Shofia langsung menarik tangan Anya, mendekapnya kuat. "Untuk apa kau membawanya juga? Kita ini sedang makan malam dengan para petinggi, masak kau bawa dia."
Anya mengepal erat, melirik Arka meminta izin. Arka menoleh dan menaikkan sebelah alisnya.
"Memangnya ada apa dengan Anya? Dia juga berpenampilan bagus, tidak memalukan, kok.
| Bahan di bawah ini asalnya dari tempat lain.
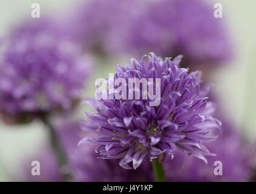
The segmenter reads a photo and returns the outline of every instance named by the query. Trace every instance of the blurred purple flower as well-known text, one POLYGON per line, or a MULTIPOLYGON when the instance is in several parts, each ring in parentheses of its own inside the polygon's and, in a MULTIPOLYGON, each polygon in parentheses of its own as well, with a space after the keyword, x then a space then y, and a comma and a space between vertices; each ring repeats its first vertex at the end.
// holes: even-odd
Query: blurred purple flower
POLYGON ((164 162, 168 179, 202 182, 248 180, 251 170, 247 146, 229 122, 223 121, 222 129, 223 133, 216 141, 206 144, 216 155, 215 157, 209 157, 209 165, 177 153, 173 159, 164 162), (213 173, 216 161, 222 162, 222 176, 215 176, 213 173))
POLYGON ((109 53, 108 39, 114 40, 117 32, 145 5, 145 1, 138 0, 81 1, 64 20, 63 31, 81 42, 87 52, 109 53))
MULTIPOLYGON (((160 78, 160 104, 150 106, 150 99, 90 101, 97 112, 89 115, 83 127, 97 136, 86 137, 80 144, 99 144, 95 150, 102 158, 122 159, 119 164, 128 169, 137 169, 145 157, 173 156, 175 147, 207 162, 205 156, 212 154, 202 142, 218 136, 220 123, 210 116, 213 104, 207 100, 209 85, 201 88, 200 72, 188 73, 180 68, 181 58, 163 60, 151 53, 140 62, 132 59, 126 67, 117 65, 115 79, 123 78, 126 83, 129 78, 154 82, 160 78)), ((133 93, 136 89, 130 90, 133 93)), ((140 99, 142 92, 140 90, 140 99)))
POLYGON ((161 56, 182 53, 186 67, 217 65, 231 57, 230 36, 223 19, 214 17, 213 4, 204 0, 150 2, 143 10, 134 7, 140 14, 128 17, 122 29, 106 38, 109 49, 137 56, 150 52, 161 56))
POLYGON ((4 39, 0 112, 17 116, 68 109, 81 96, 88 60, 52 21, 27 21, 4 39))

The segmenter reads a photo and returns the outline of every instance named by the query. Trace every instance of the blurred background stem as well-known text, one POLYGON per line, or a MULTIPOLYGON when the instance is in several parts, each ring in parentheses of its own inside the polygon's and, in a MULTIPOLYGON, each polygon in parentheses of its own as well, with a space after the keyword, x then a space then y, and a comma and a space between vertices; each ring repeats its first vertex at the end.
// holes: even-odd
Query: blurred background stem
POLYGON ((72 175, 68 169, 67 158, 57 133, 47 116, 43 115, 41 118, 44 125, 48 129, 50 146, 57 158, 62 181, 70 181, 72 178, 72 175))
POLYGON ((156 159, 153 159, 152 166, 154 170, 154 181, 156 182, 165 182, 165 175, 162 163, 160 163, 156 159))

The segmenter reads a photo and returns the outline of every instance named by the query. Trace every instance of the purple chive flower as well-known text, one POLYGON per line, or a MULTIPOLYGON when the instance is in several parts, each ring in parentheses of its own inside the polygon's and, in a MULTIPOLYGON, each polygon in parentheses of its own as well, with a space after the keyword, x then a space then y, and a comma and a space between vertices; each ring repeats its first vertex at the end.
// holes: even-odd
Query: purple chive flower
POLYGON ((150 99, 91 101, 97 112, 88 114, 84 127, 97 135, 86 137, 80 144, 99 144, 95 151, 102 158, 120 159, 120 166, 128 169, 137 169, 145 158, 173 156, 176 148, 207 162, 205 156, 213 154, 203 142, 217 136, 220 122, 210 116, 213 104, 207 100, 209 85, 202 87, 200 72, 189 73, 180 68, 181 60, 180 56, 171 61, 151 53, 139 62, 132 59, 126 67, 117 65, 115 79, 124 78, 126 83, 129 78, 160 78, 160 104, 150 106, 150 99))
POLYGON ((17 116, 68 109, 80 99, 88 60, 54 22, 27 22, 4 39, 0 112, 17 116))
POLYGON ((227 121, 223 122, 223 132, 215 141, 206 145, 216 155, 209 157, 208 165, 199 160, 176 153, 173 160, 164 161, 170 181, 246 181, 250 174, 247 146, 236 129, 227 121), (214 162, 223 164, 223 175, 213 173, 214 162))
POLYGON ((108 39, 109 49, 136 56, 149 52, 161 56, 182 53, 190 65, 216 65, 230 58, 230 36, 223 18, 214 17, 213 4, 159 0, 145 7, 129 18, 114 38, 108 39))
MULTIPOLYGON (((74 181, 153 181, 149 162, 136 170, 120 168, 116 160, 102 160, 97 158, 96 153, 91 145, 77 147, 81 137, 80 122, 62 123, 57 127, 64 150, 68 156, 69 169, 74 181), (97 168, 95 167, 97 166, 97 168)), ((85 134, 83 134, 84 135, 85 134)), ((61 178, 56 158, 49 148, 40 152, 38 155, 27 157, 22 163, 24 169, 23 179, 26 181, 61 181, 61 178), (37 160, 40 162, 40 176, 31 175, 31 161, 37 160)), ((18 178, 19 180, 21 178, 18 178)))
POLYGON ((81 1, 67 15, 67 24, 72 22, 74 27, 65 22, 64 31, 81 42, 85 50, 108 53, 108 40, 114 40, 117 32, 130 22, 128 18, 144 7, 145 2, 138 0, 81 1))

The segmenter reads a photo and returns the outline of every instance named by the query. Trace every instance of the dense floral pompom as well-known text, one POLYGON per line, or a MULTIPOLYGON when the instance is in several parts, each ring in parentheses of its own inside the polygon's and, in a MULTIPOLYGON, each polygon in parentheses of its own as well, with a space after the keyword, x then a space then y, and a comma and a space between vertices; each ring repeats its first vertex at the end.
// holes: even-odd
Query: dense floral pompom
MULTIPOLYGON (((109 53, 117 32, 128 25, 145 7, 146 1, 89 0, 81 1, 77 7, 67 15, 64 29, 67 35, 82 43, 87 52, 109 53), (134 9, 136 7, 136 9, 134 9), (66 21, 68 21, 68 22, 66 21), (71 28, 69 24, 74 24, 71 28), (109 44, 108 41, 113 41, 109 44)), ((114 53, 111 53, 114 54, 114 53)))
POLYGON ((160 79, 160 85, 154 86, 160 87, 160 104, 151 106, 152 100, 142 99, 143 90, 139 99, 90 101, 97 112, 88 114, 83 127, 97 135, 85 138, 80 144, 99 144, 95 151, 102 158, 121 159, 119 164, 125 169, 136 169, 145 157, 163 160, 167 155, 173 156, 175 148, 207 162, 205 156, 213 154, 203 142, 218 136, 220 122, 210 116, 214 104, 207 101, 209 85, 201 87, 200 72, 189 73, 180 68, 181 58, 164 60, 151 53, 139 62, 132 59, 126 67, 118 65, 115 80, 123 78, 128 83, 130 78, 160 79))
POLYGON ((47 20, 27 22, 4 39, 0 112, 17 116, 67 109, 80 98, 88 60, 47 20))
POLYGON ((145 7, 107 39, 114 52, 182 53, 189 65, 216 65, 231 58, 230 35, 207 1, 151 1, 145 7))

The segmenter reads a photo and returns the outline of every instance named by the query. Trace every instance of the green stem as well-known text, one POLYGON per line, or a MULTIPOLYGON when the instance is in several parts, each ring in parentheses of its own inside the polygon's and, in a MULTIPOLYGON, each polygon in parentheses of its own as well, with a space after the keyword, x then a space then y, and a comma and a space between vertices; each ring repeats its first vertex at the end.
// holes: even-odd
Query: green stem
POLYGON ((154 180, 156 182, 165 182, 165 175, 162 163, 156 159, 152 161, 153 169, 154 170, 154 180))
POLYGON ((58 136, 49 119, 47 116, 42 116, 41 118, 43 122, 49 129, 50 144, 57 159, 60 174, 63 179, 62 181, 70 181, 72 178, 72 175, 69 172, 69 169, 67 169, 67 170, 63 170, 68 166, 67 159, 63 145, 61 145, 58 136))

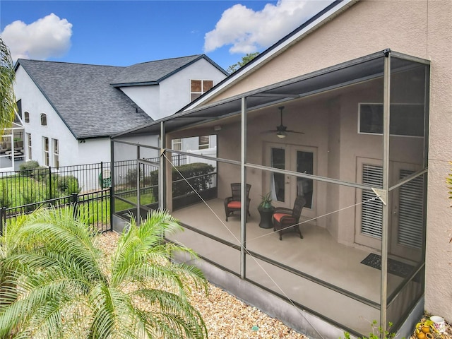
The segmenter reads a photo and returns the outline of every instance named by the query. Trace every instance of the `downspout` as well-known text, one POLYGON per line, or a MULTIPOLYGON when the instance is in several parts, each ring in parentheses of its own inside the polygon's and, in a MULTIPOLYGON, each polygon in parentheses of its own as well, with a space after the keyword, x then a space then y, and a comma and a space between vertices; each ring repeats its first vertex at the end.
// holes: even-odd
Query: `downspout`
POLYGON ((388 191, 389 189, 389 126, 391 121, 391 49, 384 50, 383 58, 383 201, 381 225, 381 280, 380 303, 380 326, 383 329, 380 337, 387 330, 388 307, 388 227, 390 213, 388 206, 388 191))
POLYGON ((242 98, 242 136, 241 136, 241 161, 240 161, 240 182, 241 186, 241 210, 240 210, 240 277, 244 279, 246 272, 246 97, 242 98))

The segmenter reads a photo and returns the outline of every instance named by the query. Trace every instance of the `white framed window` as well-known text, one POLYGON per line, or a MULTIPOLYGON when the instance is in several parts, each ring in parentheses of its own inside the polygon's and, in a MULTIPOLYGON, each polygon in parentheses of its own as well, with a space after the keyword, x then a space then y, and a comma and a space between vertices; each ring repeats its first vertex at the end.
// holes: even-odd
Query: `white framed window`
POLYGON ((47 126, 47 114, 41 113, 41 126, 47 126))
POLYGON ((52 149, 54 167, 59 168, 59 145, 58 139, 52 139, 52 149))
MULTIPOLYGON (((424 136, 423 104, 391 104, 390 109, 391 136, 424 136)), ((359 104, 358 133, 383 134, 383 104, 359 104)))
POLYGON ((171 148, 174 150, 182 150, 182 139, 172 139, 171 141, 171 148))
POLYGON ((44 166, 49 166, 49 138, 47 136, 42 137, 42 163, 44 166))
POLYGON ((31 160, 31 133, 27 133, 27 159, 31 160))
POLYGON ((213 87, 212 80, 192 80, 191 81, 191 101, 201 97, 206 92, 213 87))
POLYGON ((203 150, 205 148, 209 148, 210 147, 210 139, 209 136, 203 136, 198 137, 198 148, 203 150))

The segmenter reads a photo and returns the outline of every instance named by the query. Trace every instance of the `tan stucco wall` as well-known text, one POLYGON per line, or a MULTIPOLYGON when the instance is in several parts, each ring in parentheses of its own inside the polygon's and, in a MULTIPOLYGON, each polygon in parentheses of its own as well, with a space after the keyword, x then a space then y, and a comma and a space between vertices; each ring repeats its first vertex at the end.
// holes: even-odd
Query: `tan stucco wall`
MULTIPOLYGON (((448 160, 452 160, 451 16, 452 1, 449 0, 359 1, 215 98, 229 97, 385 48, 430 60, 425 308, 448 321, 452 321, 452 245, 448 244, 452 208, 447 200, 445 177, 451 171, 448 160)), ((341 115, 335 119, 340 121, 341 129, 352 129, 356 119, 345 114, 347 105, 352 104, 342 104, 341 115)), ((326 128, 333 136, 345 135, 346 131, 336 130, 331 121, 326 128)), ((234 140, 237 141, 237 138, 234 140)), ((343 138, 337 145, 331 138, 328 147, 345 150, 352 145, 343 141, 343 138)), ((231 138, 228 138, 227 142, 230 143, 231 138)), ((339 160, 334 155, 330 155, 330 160, 335 165, 341 162, 340 166, 335 166, 340 171, 337 175, 345 178, 347 172, 350 177, 355 173, 352 168, 355 162, 344 163, 346 159, 339 160)), ((332 166, 329 169, 333 171, 332 166)), ((333 172, 328 173, 333 174, 333 172)), ((339 189, 332 192, 338 196, 339 200, 346 198, 347 195, 343 196, 339 189)), ((338 218, 337 225, 340 225, 342 217, 338 218)), ((341 233, 339 229, 332 230, 331 233, 339 239, 344 237, 343 240, 345 241, 350 236, 341 233)))

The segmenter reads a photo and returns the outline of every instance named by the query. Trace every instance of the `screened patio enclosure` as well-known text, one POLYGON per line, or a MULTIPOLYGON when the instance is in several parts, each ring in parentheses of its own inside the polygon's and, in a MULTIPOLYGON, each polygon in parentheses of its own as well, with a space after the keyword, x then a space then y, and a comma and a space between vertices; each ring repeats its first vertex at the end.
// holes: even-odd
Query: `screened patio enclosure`
MULTIPOLYGON (((312 315, 339 334, 366 335, 374 320, 397 330, 424 293, 429 82, 429 61, 386 49, 114 136, 112 161, 135 160, 136 174, 125 184, 112 174, 114 222, 169 210, 186 229, 169 240, 285 300, 297 310, 286 322, 308 335, 325 335, 312 315), (162 145, 147 145, 150 135, 162 145), (216 157, 172 148, 212 135, 216 157), (148 161, 155 151, 160 160, 148 161), (214 165, 185 178, 176 155, 214 165), (185 179, 197 192, 181 198, 185 179), (234 182, 251 184, 246 221, 243 204, 225 221, 234 182), (289 208, 304 197, 303 239, 259 225, 267 193, 289 208)), ((215 282, 239 294, 227 280, 215 282)))

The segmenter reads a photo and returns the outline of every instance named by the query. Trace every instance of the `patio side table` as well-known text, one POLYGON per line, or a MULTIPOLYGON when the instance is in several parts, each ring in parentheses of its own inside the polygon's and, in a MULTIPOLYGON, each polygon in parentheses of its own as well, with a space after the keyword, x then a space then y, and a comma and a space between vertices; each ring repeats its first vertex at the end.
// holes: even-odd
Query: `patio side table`
POLYGON ((261 215, 261 222, 259 222, 259 227, 261 228, 273 228, 273 222, 272 222, 271 217, 273 215, 275 208, 271 209, 262 209, 258 208, 259 214, 261 215))

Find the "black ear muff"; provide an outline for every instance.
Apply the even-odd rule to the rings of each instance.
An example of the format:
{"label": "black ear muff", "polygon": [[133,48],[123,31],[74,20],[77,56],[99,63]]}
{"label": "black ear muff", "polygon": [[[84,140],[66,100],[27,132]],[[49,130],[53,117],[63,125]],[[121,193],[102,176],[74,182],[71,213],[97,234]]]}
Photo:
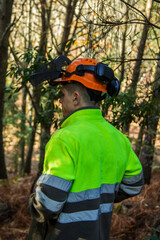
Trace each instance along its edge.
{"label": "black ear muff", "polygon": [[107,84],[107,92],[112,96],[117,96],[120,90],[120,84],[117,78],[114,77],[110,82]]}
{"label": "black ear muff", "polygon": [[107,83],[114,78],[114,72],[107,64],[99,62],[95,66],[95,77],[101,82]]}

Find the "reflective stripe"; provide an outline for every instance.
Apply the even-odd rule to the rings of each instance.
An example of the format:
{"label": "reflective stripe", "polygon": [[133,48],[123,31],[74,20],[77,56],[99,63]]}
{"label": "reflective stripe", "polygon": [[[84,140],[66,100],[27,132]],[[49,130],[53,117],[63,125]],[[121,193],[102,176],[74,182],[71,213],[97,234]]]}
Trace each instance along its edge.
{"label": "reflective stripe", "polygon": [[50,174],[41,175],[37,181],[37,185],[40,183],[47,184],[51,187],[58,188],[65,192],[68,192],[72,186],[72,182]]}
{"label": "reflective stripe", "polygon": [[100,205],[100,209],[81,211],[75,213],[61,213],[59,223],[71,223],[81,221],[96,221],[101,213],[111,213],[113,210],[113,203],[105,203]]}
{"label": "reflective stripe", "polygon": [[54,201],[50,198],[48,198],[41,190],[39,187],[36,187],[36,198],[38,199],[38,201],[48,210],[50,210],[51,212],[58,212],[59,210],[61,210],[61,208],[63,207],[65,201],[63,202],[57,202]]}
{"label": "reflective stripe", "polygon": [[85,200],[92,200],[99,198],[101,194],[103,193],[115,193],[115,189],[117,189],[118,184],[102,184],[100,188],[94,188],[85,190],[82,192],[70,192],[68,195],[67,202],[73,203],[73,202],[81,202]]}
{"label": "reflective stripe", "polygon": [[136,176],[132,176],[132,177],[124,177],[122,179],[123,183],[126,184],[134,184],[136,182],[139,182],[141,179],[143,179],[143,172],[140,172],[138,175]]}
{"label": "reflective stripe", "polygon": [[120,188],[129,195],[137,195],[138,193],[140,193],[142,187],[143,186],[134,187],[134,186],[120,184]]}

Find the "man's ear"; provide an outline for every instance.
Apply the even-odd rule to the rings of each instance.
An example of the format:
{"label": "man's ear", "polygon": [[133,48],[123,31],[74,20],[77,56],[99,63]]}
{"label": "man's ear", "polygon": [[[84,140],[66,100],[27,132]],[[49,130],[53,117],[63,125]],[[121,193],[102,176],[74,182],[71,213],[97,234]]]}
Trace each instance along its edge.
{"label": "man's ear", "polygon": [[72,101],[75,106],[80,104],[81,96],[78,91],[72,93]]}

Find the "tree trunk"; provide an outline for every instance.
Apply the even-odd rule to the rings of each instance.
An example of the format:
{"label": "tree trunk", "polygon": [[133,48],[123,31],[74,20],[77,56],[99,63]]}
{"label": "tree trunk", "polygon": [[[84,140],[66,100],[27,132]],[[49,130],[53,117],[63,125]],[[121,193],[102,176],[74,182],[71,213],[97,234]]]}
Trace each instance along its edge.
{"label": "tree trunk", "polygon": [[[126,5],[126,13],[125,13],[125,22],[128,21],[128,5]],[[124,59],[125,59],[125,51],[126,51],[126,33],[127,33],[127,24],[124,24],[123,27],[123,38],[122,38],[122,52],[121,52],[121,59],[122,59],[122,64],[121,64],[121,75],[119,78],[120,83],[123,81],[124,79],[124,67],[125,67],[125,63],[124,63]]]}
{"label": "tree trunk", "polygon": [[138,139],[137,139],[136,148],[135,148],[135,153],[137,156],[139,156],[140,151],[141,151],[144,129],[145,129],[145,121],[142,122],[139,133],[138,133]]}
{"label": "tree trunk", "polygon": [[3,110],[13,0],[0,1],[0,179],[7,179],[3,146]]}
{"label": "tree trunk", "polygon": [[[51,17],[52,0],[50,1],[50,6],[48,10],[47,10],[46,0],[40,0],[40,2],[41,2],[42,30],[41,30],[39,52],[42,56],[44,56],[47,51],[47,37],[48,37],[49,23],[50,23],[50,17]],[[48,102],[49,102],[49,98],[48,98]],[[45,117],[48,118],[48,116],[44,116],[44,118]],[[40,159],[39,159],[39,166],[38,166],[40,171],[43,168],[45,145],[50,138],[51,124],[50,123],[48,124],[48,122],[46,121],[46,118],[41,122]]]}
{"label": "tree trunk", "polygon": [[[153,2],[152,0],[148,0],[147,5],[146,5],[145,15],[148,20],[150,20],[150,17],[151,17],[152,2]],[[138,61],[136,61],[136,63],[135,63],[133,75],[132,75],[132,83],[131,83],[131,85],[129,87],[129,91],[128,91],[128,94],[133,99],[135,98],[135,94],[136,94],[136,88],[137,88],[137,83],[138,83],[139,75],[140,75],[140,69],[141,69],[140,67],[141,67],[141,63],[142,63],[142,57],[144,54],[148,30],[150,27],[149,25],[147,25],[147,23],[148,22],[146,21],[146,25],[144,25],[144,27],[143,27],[142,37],[140,40],[140,44],[138,47],[138,53],[137,53]],[[130,127],[131,121],[132,121],[132,118],[130,115],[128,115],[126,121],[124,121],[124,123],[123,123],[123,129],[122,129],[123,133],[129,133],[129,127]]]}
{"label": "tree trunk", "polygon": [[150,184],[151,170],[154,157],[154,146],[157,134],[157,126],[160,117],[160,57],[157,63],[157,71],[153,84],[153,95],[150,103],[150,113],[147,115],[147,131],[142,150],[140,152],[140,160],[144,171],[144,181]]}
{"label": "tree trunk", "polygon": [[68,42],[77,2],[78,0],[68,0],[68,4],[66,7],[66,17],[64,22],[64,31],[62,35],[60,50],[59,50],[60,55],[65,55],[65,47],[66,47],[66,43]]}
{"label": "tree trunk", "polygon": [[25,155],[25,129],[26,129],[26,96],[27,91],[24,87],[22,89],[22,111],[21,111],[21,138],[20,138],[20,176],[23,176],[24,173],[24,155]]}

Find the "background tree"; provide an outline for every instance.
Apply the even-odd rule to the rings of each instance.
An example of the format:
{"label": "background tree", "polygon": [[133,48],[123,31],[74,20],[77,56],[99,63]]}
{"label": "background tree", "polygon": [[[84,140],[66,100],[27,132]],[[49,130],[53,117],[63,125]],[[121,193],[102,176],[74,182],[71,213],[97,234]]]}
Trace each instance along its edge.
{"label": "background tree", "polygon": [[3,109],[13,0],[0,1],[0,179],[7,178],[3,147]]}

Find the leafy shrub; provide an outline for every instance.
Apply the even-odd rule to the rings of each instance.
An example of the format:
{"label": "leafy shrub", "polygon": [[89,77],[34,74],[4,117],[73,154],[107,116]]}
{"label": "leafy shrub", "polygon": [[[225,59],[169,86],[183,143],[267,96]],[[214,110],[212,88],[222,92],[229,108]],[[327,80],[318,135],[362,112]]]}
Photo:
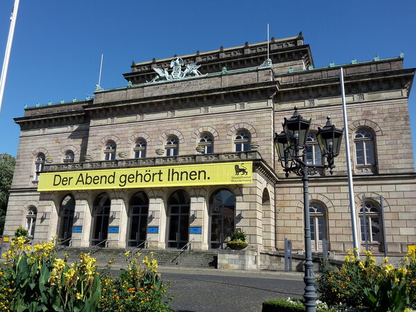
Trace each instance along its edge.
{"label": "leafy shrub", "polygon": [[19,227],[16,229],[16,231],[15,231],[15,237],[24,236],[26,239],[27,239],[28,235],[29,235],[29,232],[23,227]]}
{"label": "leafy shrub", "polygon": [[[137,258],[134,258],[128,263],[128,270],[121,270],[119,277],[110,272],[110,263],[114,261],[109,261],[101,275],[103,311],[171,311],[169,304],[172,298],[166,298],[166,295],[170,286],[164,283],[157,273],[157,261],[153,259],[153,254],[150,252],[150,258],[144,258],[143,268],[137,264]],[[130,252],[125,254],[128,261]]]}
{"label": "leafy shrub", "polygon": [[[55,257],[56,241],[24,246],[24,236],[12,241],[3,254],[0,293],[3,309],[11,311],[97,311],[101,285],[94,258],[81,255],[71,266]],[[6,302],[7,304],[4,303]]]}
{"label": "leafy shrub", "polygon": [[157,274],[153,256],[143,261],[144,268],[134,259],[114,278],[109,268],[99,275],[96,259],[87,254],[71,266],[56,258],[56,237],[35,246],[24,246],[24,236],[15,237],[3,254],[1,311],[169,311],[164,300],[168,285]]}
{"label": "leafy shrub", "polygon": [[229,236],[230,243],[243,243],[245,242],[245,233],[242,231],[233,232]]}
{"label": "leafy shrub", "polygon": [[295,302],[286,299],[274,299],[263,302],[262,312],[297,312],[305,311],[305,306],[301,302]]}
{"label": "leafy shrub", "polygon": [[398,268],[389,264],[388,258],[376,265],[371,252],[365,253],[365,259],[361,261],[349,251],[340,268],[324,263],[318,279],[320,299],[332,306],[341,303],[372,311],[386,309],[402,311],[407,306],[414,306],[415,252],[410,253]]}

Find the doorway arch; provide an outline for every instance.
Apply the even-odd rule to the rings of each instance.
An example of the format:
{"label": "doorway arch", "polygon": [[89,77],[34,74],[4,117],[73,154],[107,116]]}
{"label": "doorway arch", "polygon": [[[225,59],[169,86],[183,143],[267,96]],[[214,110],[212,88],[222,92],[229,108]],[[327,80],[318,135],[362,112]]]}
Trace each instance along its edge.
{"label": "doorway arch", "polygon": [[209,248],[224,249],[225,240],[235,230],[236,197],[227,189],[216,191],[209,199]]}
{"label": "doorway arch", "polygon": [[130,231],[128,247],[137,247],[146,241],[149,199],[143,191],[136,193],[129,202]]}
{"label": "doorway arch", "polygon": [[180,189],[168,200],[168,248],[182,248],[189,240],[189,196]]}
{"label": "doorway arch", "polygon": [[58,239],[63,245],[69,245],[72,237],[72,227],[75,214],[75,199],[71,194],[67,195],[61,201],[59,211]]}
{"label": "doorway arch", "polygon": [[94,201],[94,230],[91,240],[92,245],[100,243],[101,247],[105,246],[104,241],[108,237],[110,206],[111,200],[106,193],[98,195]]}

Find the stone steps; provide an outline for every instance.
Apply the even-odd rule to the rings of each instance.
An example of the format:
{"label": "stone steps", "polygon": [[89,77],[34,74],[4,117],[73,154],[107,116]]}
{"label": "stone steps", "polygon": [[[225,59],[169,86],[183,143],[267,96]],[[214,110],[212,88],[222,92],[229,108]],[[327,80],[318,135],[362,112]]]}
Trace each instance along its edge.
{"label": "stone steps", "polygon": [[[113,267],[126,267],[127,261],[124,253],[125,249],[101,248],[94,250],[92,256],[97,259],[98,266],[105,266],[109,261],[112,261]],[[57,252],[58,257],[63,257],[64,254],[68,255],[68,263],[73,263],[79,260],[80,255],[89,252],[89,248],[67,247],[60,249]],[[135,250],[135,253],[137,252]],[[150,257],[150,252],[153,252],[153,258],[161,266],[180,266],[185,268],[217,268],[218,252],[203,250],[159,250],[142,249],[139,252],[139,263],[145,257]],[[112,261],[116,259],[115,262]],[[132,257],[130,258],[130,260]]]}

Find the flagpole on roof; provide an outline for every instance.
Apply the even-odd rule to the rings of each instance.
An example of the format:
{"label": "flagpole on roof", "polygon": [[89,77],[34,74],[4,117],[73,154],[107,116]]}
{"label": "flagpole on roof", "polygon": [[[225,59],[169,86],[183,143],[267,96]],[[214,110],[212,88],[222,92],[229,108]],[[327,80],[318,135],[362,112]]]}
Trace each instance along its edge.
{"label": "flagpole on roof", "polygon": [[3,68],[1,69],[1,77],[0,78],[0,112],[1,111],[1,104],[3,103],[3,96],[4,94],[4,87],[6,85],[7,69],[8,67],[8,62],[10,57],[12,43],[13,42],[13,35],[15,34],[15,26],[16,25],[16,19],[17,19],[19,1],[19,0],[15,0],[15,6],[13,7],[13,12],[12,12],[12,16],[10,16],[10,28],[9,30],[9,35],[7,39],[7,44],[6,46],[6,53],[4,53],[4,61],[3,62]]}
{"label": "flagpole on roof", "polygon": [[349,193],[349,209],[351,213],[351,227],[352,229],[352,245],[355,254],[358,256],[360,252],[358,235],[357,234],[357,218],[355,210],[354,198],[354,184],[351,170],[351,157],[349,152],[349,138],[348,137],[348,121],[347,120],[347,106],[345,104],[345,90],[344,89],[344,73],[343,67],[340,69],[340,83],[341,85],[341,97],[343,98],[343,114],[344,116],[344,139],[345,139],[345,150],[347,156],[347,171],[348,173],[348,191]]}

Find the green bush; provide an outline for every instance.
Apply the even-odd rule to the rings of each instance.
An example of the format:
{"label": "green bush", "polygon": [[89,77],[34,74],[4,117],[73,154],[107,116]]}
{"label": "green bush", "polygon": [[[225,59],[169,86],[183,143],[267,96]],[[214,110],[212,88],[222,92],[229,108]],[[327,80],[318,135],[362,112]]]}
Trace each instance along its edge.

Lagi pula, dia kan asisten pribadiku," sela Anya sambil menarik tangannya.
"Tapi dia tidak cocok bersanding dengan kita," bisik Shofia.
Sebelum Anya menjawabnya dengan ketus, para petinggi lainnya memanggilnya dan memintanya untuk segera duduk.
Anya mengabaikan Shofia dan duduk bersama mereka.
Arka mendekat dan berbisik, "Aku akan pergi sebentar. Aku ingin jalan-jalan, aku malas bersama mereka semua."
Anya hanya bisa mengangguk pelan. Shofia sangat senang karena merasa tidak ada pengganggu lagi.
Mereka berbincang sambil membicarakan kontrak kerja. Anya merasa bosan karena itu semua sebenarnya bukan tugasnya.
Anya pergi ke kamar mandi. Namun, saat berjalan kembali, ia tertarik dengan suasana riuh dari dalam ruangan lain.
Kebetulan pintu ruangan itu terbuka, hingga ia bisa melihat ke dalamnya.
Matanya membelalak saat melihat seseorang yang sangat ia kenal.
Rangga terlihat memasangkan cincin di jari seorang wanita, dan teman-temannya bertepuk tangan riuh menyaksikan semua itu.
Anya ternganga tak percaya, matanya berkaca-kaca.